Particles and interactions

Supercomputing “Grid” passes latest test

26 Apr 2005 Isabelle Dumé

When the Large Hadron Collider (LHC) comes online at the CERN in 2007 it will produce more data than any other experiment in the history of physics. Particle physicists have now passed another milestone in their preparations for the LHC by sustaining a continuous flow of 600 megabytes of data per second (MB/s) for 10 days from the Geneva laboratory to seven sites in Europe and the US.

This is the first time that such high rates of data transfer have been maintained between so many sites and over such a long period of time. The total amount of data transmitted during the challenge — some 500 terabytes — would take about 250 years to download using a typical 512 kilobit per second household broadband connection. The exercise was the second of four “service challenges” that will be performed before data starts to flow from the four detectors at the collider — ALICE, ATLAS, CMS and LHCb.

“This service challenge is a key step on the way to managing the torrents of data anticipated from the LHC,” says Jamie Shiers, manager of the service challenges at CERN. “When the LHC starts it will be the most data-intensive physics instrument on the planet, producing more than 1500 megabytes of data every second for over a decade.”

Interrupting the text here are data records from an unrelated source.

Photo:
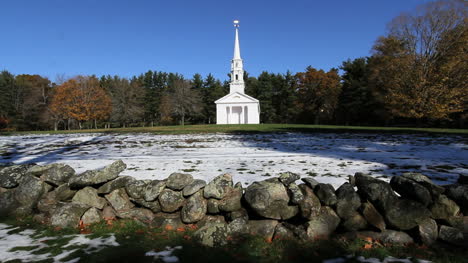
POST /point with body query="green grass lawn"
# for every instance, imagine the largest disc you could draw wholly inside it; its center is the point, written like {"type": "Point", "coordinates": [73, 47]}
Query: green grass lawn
{"type": "Point", "coordinates": [136, 239]}
{"type": "Point", "coordinates": [253, 128]}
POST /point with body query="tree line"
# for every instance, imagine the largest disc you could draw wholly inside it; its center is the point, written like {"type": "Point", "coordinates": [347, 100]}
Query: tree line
{"type": "Point", "coordinates": [416, 75]}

CERN plans to use a worldwide supercomputing “Grid” — similar to the World Wide Web but much more powerful — of computing centres to handle the data from the collider, which will then be analyzed by more than 6000 scientists all over the world.

The labs that participated in the latest challenge were: the Karlsruhe research centre in Germany, CCIN2P3 in France, INFN-CNAF in Italy, SARA/NIKHEF in the Netherlands, the Rutherford Appleton Laboratory in the UK, and Brookhaven and Fermilab in the US.

“This is the highest ever end-to-end data transfer across a computing grid,” Fermilab supercomputing project manager Lothar Bauerdick told PhysicsWeb. “Today’s result shows that the LHC project can be a truly international collaboration. However, more work on software and network research is still needed to reach higher rates of data transfer.”

The next service challenge will take place this summer and will involve connecting more computing centres over a three-month period.